Decision letter after peer review:
Thank you for submitting your article "Evolution of binding preferences among whole-genome duplicated transcription factors" for consideration by eLife. Your article has been reviewed by 3 peer reviewers, and the evaluation has been overseen by a Reviewing Editor and Kevin Struhl as the Senior Editor. The following individual involved in review of your submission has agreed to reveal their identity: Elena Kuzmin (Reviewer #1).

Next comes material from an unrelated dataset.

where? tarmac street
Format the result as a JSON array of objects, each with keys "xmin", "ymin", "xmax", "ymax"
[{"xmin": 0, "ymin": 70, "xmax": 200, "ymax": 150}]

The reviewers have discussed their reviews with one another, and the Reviewing Editor has drafted this to help you prepare a revised submission.
Essential revisions:
The three reviewers provided detailed comments that would need to be addressed, they may require significant editing and addition of details regarding the analyses and the writing.
1) Transcription factor binding does not translate directly into changes in gene expression. This could be discussed and addressed in the manuscript.
2) Some of the figures are heavily loaded with results and some labels appear to be missing. Some statistical tests are not fully reported. Please see how this can be corrected.
3) One of the reviewers mentioned that the manuscript is difficult to read in some sections, which is in line with reviewer 2's comments regarding missing information for some plots and statistics. I would therefore recommend reviewing the manuscript accordingly.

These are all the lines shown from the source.